There are some even more interesting
corner cases in which digging deeply into the details of ACA plans
can save you a lot of money if you know you're going to be a costly
patient. Let's say you have an expensive, chronic condition which is
primarily managed through expensive pharmaceuticals. We'll illustrate
with multiple sclerosis, which is often treated by a combination of a
pill to combat fatigue, and a self-administered injection to combat the immune
system's various malfunctions. The cash prices of these medications easily
run into five figures per year, but you can do far, far better than
that and come nowhere near paying out the $6350 statutory limit by locating a
plan which separates the pharmaceutical maximum out-of-pocket from
the medical MOOP.
Our friend from yesterday, Unity UW Health Silver E, does
exactly that. With just a $950 prescription expense OOP max and a
$3012 annual premium, one can have their expensive medication needs
met for less than $4000—thousands of dollars better than they would
have done on either the Bronze C or Platinum B plans! (And still get
in the occasional neurologist visit for $110/session.) And that plan has a rather substantial $200 copay
for specialty drugs, which the injections are considered to be. More
aggressive searching might reveal a plan with a better combination of
specialty drug copay and/or prescription MOOP. Might this be another major miscalculation on the part of the actuarial team?
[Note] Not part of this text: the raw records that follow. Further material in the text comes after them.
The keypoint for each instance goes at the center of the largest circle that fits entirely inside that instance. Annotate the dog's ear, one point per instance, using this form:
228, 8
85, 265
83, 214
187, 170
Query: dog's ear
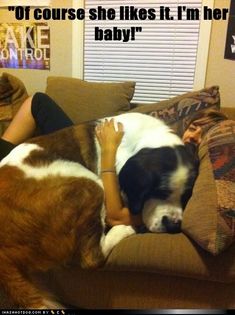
135, 182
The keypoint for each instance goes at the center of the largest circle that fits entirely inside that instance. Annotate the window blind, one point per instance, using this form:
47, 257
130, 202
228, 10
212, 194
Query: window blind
161, 59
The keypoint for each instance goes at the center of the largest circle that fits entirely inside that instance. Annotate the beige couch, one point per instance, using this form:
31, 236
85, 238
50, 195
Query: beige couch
144, 271
149, 271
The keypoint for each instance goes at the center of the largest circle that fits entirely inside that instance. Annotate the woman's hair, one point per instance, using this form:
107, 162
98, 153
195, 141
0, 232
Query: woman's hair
205, 119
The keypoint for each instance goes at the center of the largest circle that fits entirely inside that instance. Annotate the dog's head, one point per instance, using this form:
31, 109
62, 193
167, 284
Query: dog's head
154, 182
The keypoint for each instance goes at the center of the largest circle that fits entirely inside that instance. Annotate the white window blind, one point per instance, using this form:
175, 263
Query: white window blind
162, 58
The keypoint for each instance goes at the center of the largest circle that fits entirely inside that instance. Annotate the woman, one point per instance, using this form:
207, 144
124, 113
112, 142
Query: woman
41, 112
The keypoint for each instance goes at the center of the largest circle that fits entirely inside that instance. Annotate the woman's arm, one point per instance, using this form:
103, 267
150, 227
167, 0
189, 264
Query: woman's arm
109, 140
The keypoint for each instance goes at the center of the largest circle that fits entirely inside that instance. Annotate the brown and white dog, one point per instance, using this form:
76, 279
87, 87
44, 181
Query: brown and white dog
52, 202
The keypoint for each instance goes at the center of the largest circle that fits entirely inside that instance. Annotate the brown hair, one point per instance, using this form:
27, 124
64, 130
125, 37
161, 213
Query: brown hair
205, 119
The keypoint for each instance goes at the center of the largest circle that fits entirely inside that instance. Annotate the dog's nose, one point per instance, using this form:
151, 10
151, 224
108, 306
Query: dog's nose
171, 224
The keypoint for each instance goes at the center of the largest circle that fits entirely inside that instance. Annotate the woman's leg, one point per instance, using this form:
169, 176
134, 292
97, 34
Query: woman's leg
37, 112
22, 126
48, 116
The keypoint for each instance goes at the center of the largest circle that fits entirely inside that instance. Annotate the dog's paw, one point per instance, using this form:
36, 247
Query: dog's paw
114, 236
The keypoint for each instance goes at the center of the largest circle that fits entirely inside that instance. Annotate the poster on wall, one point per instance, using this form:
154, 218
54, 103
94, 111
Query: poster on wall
230, 40
25, 46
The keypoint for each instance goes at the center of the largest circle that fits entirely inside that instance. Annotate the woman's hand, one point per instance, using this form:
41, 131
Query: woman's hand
109, 138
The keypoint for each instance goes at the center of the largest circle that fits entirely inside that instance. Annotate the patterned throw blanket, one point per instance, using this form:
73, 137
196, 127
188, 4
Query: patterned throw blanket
221, 147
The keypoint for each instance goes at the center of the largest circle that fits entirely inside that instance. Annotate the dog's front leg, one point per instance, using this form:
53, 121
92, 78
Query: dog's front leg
114, 236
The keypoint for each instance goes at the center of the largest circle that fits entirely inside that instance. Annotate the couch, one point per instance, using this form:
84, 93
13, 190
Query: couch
146, 270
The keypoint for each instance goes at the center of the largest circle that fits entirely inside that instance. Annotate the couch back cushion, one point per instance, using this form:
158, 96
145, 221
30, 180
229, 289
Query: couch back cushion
83, 100
175, 110
209, 217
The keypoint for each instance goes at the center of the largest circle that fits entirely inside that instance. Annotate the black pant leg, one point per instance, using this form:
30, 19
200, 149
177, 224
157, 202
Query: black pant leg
48, 115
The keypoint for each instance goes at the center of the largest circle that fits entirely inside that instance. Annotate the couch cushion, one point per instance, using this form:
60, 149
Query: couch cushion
175, 110
83, 100
209, 217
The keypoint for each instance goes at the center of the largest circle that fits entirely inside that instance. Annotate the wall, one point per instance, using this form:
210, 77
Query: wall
221, 71
61, 51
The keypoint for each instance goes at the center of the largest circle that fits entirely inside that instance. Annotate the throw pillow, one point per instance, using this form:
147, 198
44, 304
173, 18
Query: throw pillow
175, 110
209, 217
83, 100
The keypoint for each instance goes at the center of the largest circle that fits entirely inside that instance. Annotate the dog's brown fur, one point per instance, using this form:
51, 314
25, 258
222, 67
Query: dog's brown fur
49, 222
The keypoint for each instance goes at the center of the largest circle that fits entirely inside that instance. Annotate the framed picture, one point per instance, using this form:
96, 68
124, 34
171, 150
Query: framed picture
230, 40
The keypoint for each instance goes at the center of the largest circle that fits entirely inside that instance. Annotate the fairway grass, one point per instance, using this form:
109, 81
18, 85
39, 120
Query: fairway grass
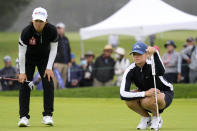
95, 114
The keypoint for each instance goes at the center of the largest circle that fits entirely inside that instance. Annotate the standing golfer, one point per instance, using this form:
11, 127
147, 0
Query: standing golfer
37, 47
143, 100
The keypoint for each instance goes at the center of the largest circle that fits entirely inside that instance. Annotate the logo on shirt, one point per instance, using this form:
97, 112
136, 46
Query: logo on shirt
32, 41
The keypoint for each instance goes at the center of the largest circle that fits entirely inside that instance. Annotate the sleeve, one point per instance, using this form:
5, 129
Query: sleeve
52, 55
159, 67
54, 35
125, 92
117, 69
22, 53
186, 51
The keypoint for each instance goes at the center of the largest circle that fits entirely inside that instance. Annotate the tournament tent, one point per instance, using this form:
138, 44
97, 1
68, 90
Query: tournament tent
140, 18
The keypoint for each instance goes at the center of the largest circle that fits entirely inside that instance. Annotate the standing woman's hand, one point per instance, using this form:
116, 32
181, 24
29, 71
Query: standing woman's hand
49, 73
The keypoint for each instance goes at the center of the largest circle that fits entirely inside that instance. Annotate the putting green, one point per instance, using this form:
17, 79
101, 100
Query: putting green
86, 114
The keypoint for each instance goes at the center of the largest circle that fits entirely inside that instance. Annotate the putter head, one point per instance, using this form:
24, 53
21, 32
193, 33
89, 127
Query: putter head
31, 85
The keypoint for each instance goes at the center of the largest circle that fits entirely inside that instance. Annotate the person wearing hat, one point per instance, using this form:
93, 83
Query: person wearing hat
189, 54
10, 72
142, 100
104, 68
37, 48
172, 63
88, 70
63, 53
121, 64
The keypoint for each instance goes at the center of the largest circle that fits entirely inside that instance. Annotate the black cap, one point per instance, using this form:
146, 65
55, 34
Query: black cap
170, 42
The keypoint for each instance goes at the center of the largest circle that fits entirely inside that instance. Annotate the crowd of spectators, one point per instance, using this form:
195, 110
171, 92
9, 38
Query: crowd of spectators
108, 68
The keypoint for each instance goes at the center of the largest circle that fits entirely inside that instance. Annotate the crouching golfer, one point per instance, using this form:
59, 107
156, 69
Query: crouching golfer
142, 100
37, 48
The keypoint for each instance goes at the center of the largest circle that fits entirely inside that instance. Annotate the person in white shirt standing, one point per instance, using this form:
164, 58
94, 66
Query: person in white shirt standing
121, 65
Far from being able to put their decision on autopilot, as it turns out the chronically ill
are also well-motivated to be vigilant shoppers—at least, if
they're actually on the hook for their own premiums, copays, and
coinsurance. The heavily subsidized have less financial incentive to
distinguish between plans. They are also more likely to be loyal to a
particular network of doctors, clinics, and hospitals if they feel
their conditions are under the best control. These factors may also
have gone into the analysis done by the professional actuaries at
each insurer. Time will tell.
But for now, it turns out that
everybody shopping for health
insurance should set aside several quiet hours with a calculator, lest
they leave a very large pile of cash on the table.